Average Retirement Account
One of the most important things you can be doing right now is preparing for retirement. The average American, though, isn't truly ready for retirement — much less an early retirement. According to the Social Security Bulletin, only about 1/3 of people aged 65 and older has an IRA or a 401(k). And, even though Fidelity reports that the average size of combined retirement accounts for those between 65 and 69 is $359,999, that's still not a huge amount.
Even scarier is the report from LIMRA that indicates half of Americans aren't saving for retirement. At all. That means that the average American isn't even saving for retirement. Those in the younger age bracket of 18 to 34 aren't really saving, either: 56% are not saving at all. Only about 1/3 of Americans starts putting money aside for retirement in their 20s, according to a report from Bankrate.

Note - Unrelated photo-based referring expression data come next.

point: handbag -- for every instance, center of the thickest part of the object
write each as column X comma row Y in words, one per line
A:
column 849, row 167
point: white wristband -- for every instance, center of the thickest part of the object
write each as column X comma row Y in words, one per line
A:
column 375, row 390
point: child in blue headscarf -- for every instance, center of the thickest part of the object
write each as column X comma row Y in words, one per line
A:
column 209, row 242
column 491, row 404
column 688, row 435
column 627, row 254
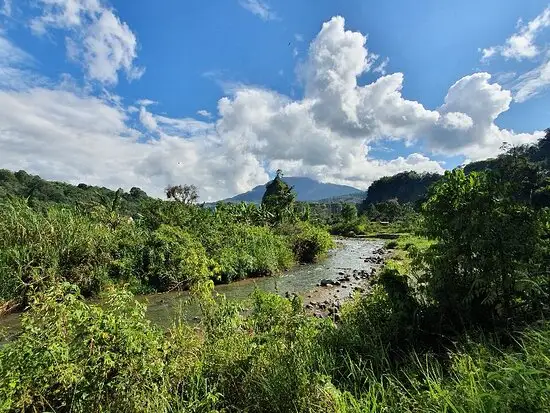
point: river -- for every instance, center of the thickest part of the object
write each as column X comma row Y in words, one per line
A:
column 349, row 255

That's pretty sobering stuff. Being “average” when it comes to your retirement savings could easily mean that you don't end up retiring when you want — and it could mean that your “Golden Years” are far from golden.
What To Do About It
Recognize that you don't want to be an “average” American — at least when it comes to money. The average American spends too much using debt, and doesn't set aside enough money for the future. You need to take charge. Make a plan to pay down debt, and set aside more money for your savings (including your emergency fund) as well as for your retirement.
Are you “average” when it comes to finances?